TIDMPRTC
RNS Number : 1235W
PureTech Health PLC
15 April 2019
15 April 2019
PureTech Health plc
PureTech Health Affiliate Gelesis Announces Successful FDA
Milestone for First Product, PLENITY(TM)
FDA Clearance of PLENITY(TM) is a landmark milestone for
PureTech Health, which helped conceive and develop the platform
PLENITY is FDA cleared for the largest number of adults
struggling with overweight and obesity (BMI 25-40 kg/m(2) ) of any
prescription weight-management aid and the first that can be used,
along with diet and exercise, in millions of overweight adults who
have never before had prescription options
6 out of 10 adults treated with PLENITY were responders, losing
on average 10% of their weight (22 pounds) and 3.5 inches from
their waists within 6 months in pivotal study
PLENITY is a new orally administered, non-stimulant,
non-systemic aid in weight management based on proprietary hydrogel
technology with a highly favourable safety and efficacy profile
demonstrated in clinical studies
Webcast and conference call today at 12:00PM BST / 7:00AM
EDT
PureTech Health plc (LSE: PRTC) ("PureTech Health"), an advanced
biopharmaceutical company developing novel medicines for
dysfunctions of the Brain-Immune-Gut (BIG) axis, today announced
that its affiliate, Gelesis, has received marketing clearance from
the United States Food and Drug Administration (FDA) for its first
product, PLENITY(TM) (Gelesis100), a new and differentiated aid in
weight management in adults with a Body Mass Index (BMI) of 25-40
kg/m(2) , when used in conjunction with diet and exercise. Nearly
150 million adults in the United States fall into this wide BMI
range. PLENITY is the only prescription weight management product
to be cleared for use by overweight adults with a BMI as low as 25
kg/m(2) , with or without comorbidities such as hypertension, type
2 diabetes or dyslipidaemia.
PLENITY is an orally administered capsule containing a
non-stimulant, non-systemic, superabsorbent hydrogel.
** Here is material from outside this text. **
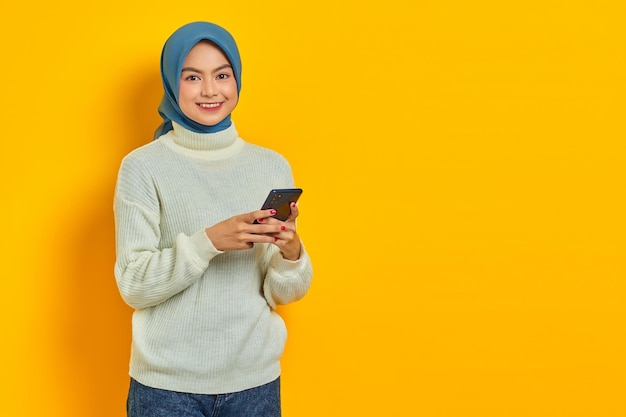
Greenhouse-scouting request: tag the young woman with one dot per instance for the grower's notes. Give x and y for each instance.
(202, 266)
It is
designed to absorb water and increase the volume and elasticity of
the stomach and small intestine contents to help people feel full.
Gelesis plans to initiate a targeted U.S. launch of PLENITY in the
second half of 2019 and anticipates PLENITY will be broadly
available by prescription in the U.S. in 2020.
Eric Elenko, PhD, co-founder and chief innovation officer at
PureTech Health, said: "This FDA clearance of PLENITY(TM) marks a
major accomplishment for PureTech Health and Gelesis. We
congratulate the Gelesis team for bringing a truly novel approach
for weight management to a vast population of people who have had
limited or no prescription treatment options until now. The
experienced commercial team at Gelesis is well-positioned to launch
this exciting new therapy along with a deep base of investors who
will help to support the launch.
"In-line with PureTech's overarching scientific focus and
leadership in the BIG axis, Gelesis is developing its novel
hydrogel platform technology for other chronic diseases such as
non-alcoholic steatohepatitis and inflammatory bowel disease
through its proprietary approach focused on modulating the
gastrointestinal pathway.
"Committed to developing innovative medicines to address some of
the largest health issues facing society today, PureTech Health has
developed seven novel platforms from concept to clinical validation
across our affiliate pipeline. FDA clearance of PLENITY is a
landmark moment, providing strong validation of PureTech's ability
to identify and develop an emerging area of biology into a new
category of medicine for diseases with significant patient need. We
look forward to building on this significant milestone with the
many upcoming catalysts across our internal and affiliate
pipelines."
Webcast and conference call today at 12:00PM BST, 7:00AM EDT
Members of the Gelesis and PureTech Health senior management
teams will host a conference call at 12:00PM BST / 7:00AM EDT
today, 15 April, to discuss this announcement. A live webcast of
the conference call and presentation slides will be available on
the investors section of PureTech's website
(http://puretechhealth.com/investors) under the Reports and
Presentations tab. To join the conference call please dial:
UK Toll Free Number: 0800 368 2276
US Toll Free Number: 1 866 966 5335
Standard International Access: +44 (0) 20 3037 9315
Participants should log on approximately 10 minutes in advance
to download slides and ensure proper setup to receive the webcast.
For those unable to listen to the call live, a replay will be
available on the PureTech Health website following the call.
The full text announcement from Gelesis is as follows:
Gelesis Granted FDA Clearance to Market PLENITY(TM) - a New
Prescription Aid in Weight Management
PLENITY is FDA cleared for the largest number of adults
struggling with overweight and obesity (BMI 25-40 kg/m(2) ) of any
prescription weight-management aid and the first that can be used,
along with diet and exercise, in millions of overweight adults who
have never before had prescription options
6 out of 10 adults treated with PLENITY were responders, losing
on average 10% of their weight (22 pounds) and 3.5 inches from
their waists within 6 months in pivotal study
PLENITY is a new orally administered, non-stimulant,
non-systemic aid in weight management based on proprietary hydrogel
technology with a highly favourable safety and efficacy profile
demonstrated in clinical studies
BOSTON, April 14, 2019 - Gelesis, a biotechnology company
developing first-in-class hydrogel therapeutics to treat obesity
and other chronic diseases related to the gastrointestinal (GI)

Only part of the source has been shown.